Die Führung in Teheran will nun erst in der nächsten Woche auf einen Kompromissvorschlag zur Urananreicherung antworten.
Wien. Der Iran spielt im Atomstreit mit den Weltmächten weiter auf Zeit. Die Führung in Teheran will nun erst in der nächsten Woche auf einen Kompromissvorschlag zur Urananreicherung antworten. Eine von der Internationalen Atomenergiebehörde IAEA in Wien dazu gesetzte Frist ließ Teheran am Freitag verstreichen. Es geht dabei um einen Kompromissvorschlag zur höheren Anreicherung iranischen Urans in Russland, dass der Iran für einen medizinischen Reaktor braucht. Die Weltgemeinschaft befürchtet, dass der Iran heimlich den Bau der Atombombe anstrebt. Eine Einigung zur Urananreicherung im Ausland wäre daher ein wichtiger vertrauensbildender Schritt und könnte die seit Jahren verfahrenen Atomverhandlungen wieder in Gang bringen.
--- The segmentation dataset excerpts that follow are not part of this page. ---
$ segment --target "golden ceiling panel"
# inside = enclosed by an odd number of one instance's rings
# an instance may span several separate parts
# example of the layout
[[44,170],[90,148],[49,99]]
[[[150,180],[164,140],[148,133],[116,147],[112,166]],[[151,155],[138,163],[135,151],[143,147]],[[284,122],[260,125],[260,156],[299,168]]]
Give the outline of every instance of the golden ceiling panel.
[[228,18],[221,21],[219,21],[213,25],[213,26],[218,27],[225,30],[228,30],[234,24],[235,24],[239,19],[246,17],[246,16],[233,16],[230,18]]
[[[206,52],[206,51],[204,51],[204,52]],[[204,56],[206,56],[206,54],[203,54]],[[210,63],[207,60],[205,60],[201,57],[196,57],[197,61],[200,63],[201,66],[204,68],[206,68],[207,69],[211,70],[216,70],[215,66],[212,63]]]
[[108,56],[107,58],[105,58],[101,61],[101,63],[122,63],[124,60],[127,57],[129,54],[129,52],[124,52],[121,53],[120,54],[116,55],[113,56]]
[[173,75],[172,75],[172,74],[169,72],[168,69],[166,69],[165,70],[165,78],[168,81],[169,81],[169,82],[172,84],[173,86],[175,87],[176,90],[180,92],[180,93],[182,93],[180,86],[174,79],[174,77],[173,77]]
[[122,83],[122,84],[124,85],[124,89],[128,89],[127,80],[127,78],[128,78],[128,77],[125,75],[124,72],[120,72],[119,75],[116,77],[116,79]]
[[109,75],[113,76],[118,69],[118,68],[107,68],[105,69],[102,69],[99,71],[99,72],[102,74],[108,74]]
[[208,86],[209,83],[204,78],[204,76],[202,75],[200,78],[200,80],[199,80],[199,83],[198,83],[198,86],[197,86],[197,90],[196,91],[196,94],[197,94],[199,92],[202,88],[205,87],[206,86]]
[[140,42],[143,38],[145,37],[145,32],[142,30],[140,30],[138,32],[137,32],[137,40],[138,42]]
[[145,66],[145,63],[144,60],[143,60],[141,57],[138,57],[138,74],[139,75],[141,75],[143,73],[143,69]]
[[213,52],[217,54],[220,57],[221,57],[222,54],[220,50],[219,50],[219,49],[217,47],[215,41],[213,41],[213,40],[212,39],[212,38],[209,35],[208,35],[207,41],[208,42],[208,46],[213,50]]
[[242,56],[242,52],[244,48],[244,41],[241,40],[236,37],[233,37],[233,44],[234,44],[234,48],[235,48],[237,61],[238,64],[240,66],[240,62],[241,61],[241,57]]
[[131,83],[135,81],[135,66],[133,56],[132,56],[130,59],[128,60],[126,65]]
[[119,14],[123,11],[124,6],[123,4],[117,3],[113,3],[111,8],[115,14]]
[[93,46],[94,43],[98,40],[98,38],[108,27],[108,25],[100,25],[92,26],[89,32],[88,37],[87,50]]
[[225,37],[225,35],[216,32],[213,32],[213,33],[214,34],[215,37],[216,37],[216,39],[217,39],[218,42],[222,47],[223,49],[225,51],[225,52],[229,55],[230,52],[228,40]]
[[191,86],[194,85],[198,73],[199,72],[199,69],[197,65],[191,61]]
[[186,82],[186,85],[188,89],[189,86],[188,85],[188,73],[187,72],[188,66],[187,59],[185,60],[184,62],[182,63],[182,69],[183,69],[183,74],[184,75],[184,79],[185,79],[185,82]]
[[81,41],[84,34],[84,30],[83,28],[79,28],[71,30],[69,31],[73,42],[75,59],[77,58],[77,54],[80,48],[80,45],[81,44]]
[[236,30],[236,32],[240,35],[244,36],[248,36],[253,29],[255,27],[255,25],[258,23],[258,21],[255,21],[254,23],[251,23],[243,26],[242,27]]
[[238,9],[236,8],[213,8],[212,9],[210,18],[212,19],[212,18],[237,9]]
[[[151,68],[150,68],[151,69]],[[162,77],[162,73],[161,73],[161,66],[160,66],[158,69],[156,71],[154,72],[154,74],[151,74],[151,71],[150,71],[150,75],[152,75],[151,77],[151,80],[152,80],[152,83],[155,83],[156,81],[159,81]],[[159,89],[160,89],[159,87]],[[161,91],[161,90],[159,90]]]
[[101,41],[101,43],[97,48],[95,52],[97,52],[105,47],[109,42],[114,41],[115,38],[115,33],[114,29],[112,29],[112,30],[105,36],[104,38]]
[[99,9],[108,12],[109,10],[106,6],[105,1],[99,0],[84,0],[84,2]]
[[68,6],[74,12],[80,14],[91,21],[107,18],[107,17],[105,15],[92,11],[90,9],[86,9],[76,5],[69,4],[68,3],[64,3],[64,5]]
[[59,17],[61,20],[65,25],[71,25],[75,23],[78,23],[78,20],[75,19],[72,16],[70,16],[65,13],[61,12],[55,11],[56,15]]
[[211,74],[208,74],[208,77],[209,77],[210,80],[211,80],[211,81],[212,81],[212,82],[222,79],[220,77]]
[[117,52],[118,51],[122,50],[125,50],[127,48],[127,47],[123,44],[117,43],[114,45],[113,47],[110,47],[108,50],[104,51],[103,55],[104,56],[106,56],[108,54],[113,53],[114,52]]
Der Iran habe am Freitag mitgeteilt, dass es den Vorschlag genau und in positivem Licht prüfe, aber mehr Zeit für eine Antwort brauche, teilte die IAEA am Abend mit. Russland, Frankreich und die USA hatten zuvor bereits ihre Zustimmung zu dem Atomdeal gegeben.
Teheran will nun nach Angaben der UN-Behörde bis Mitte nächster Woche reagieren. IAEA-Chef Mohammed el Baradei bekräftigte am Freitag seine Hoffnung auf eine positive Antwort, die eine neue Ära der Kooperation einläuten würde. Der staatliche iranische Sender Press TV zitierte den iranischen IAEA-Botschafter Ali Asghar Soltanieh in Teheran mit den Worten, das Land müsse die verschiedenen Dimensionen der Vereinbarung bewerten. Wenn er nächste Woche wieder in Wien sei, werde er die Antwort seines Landes el Baradei übergeben, sagte Soltanieh.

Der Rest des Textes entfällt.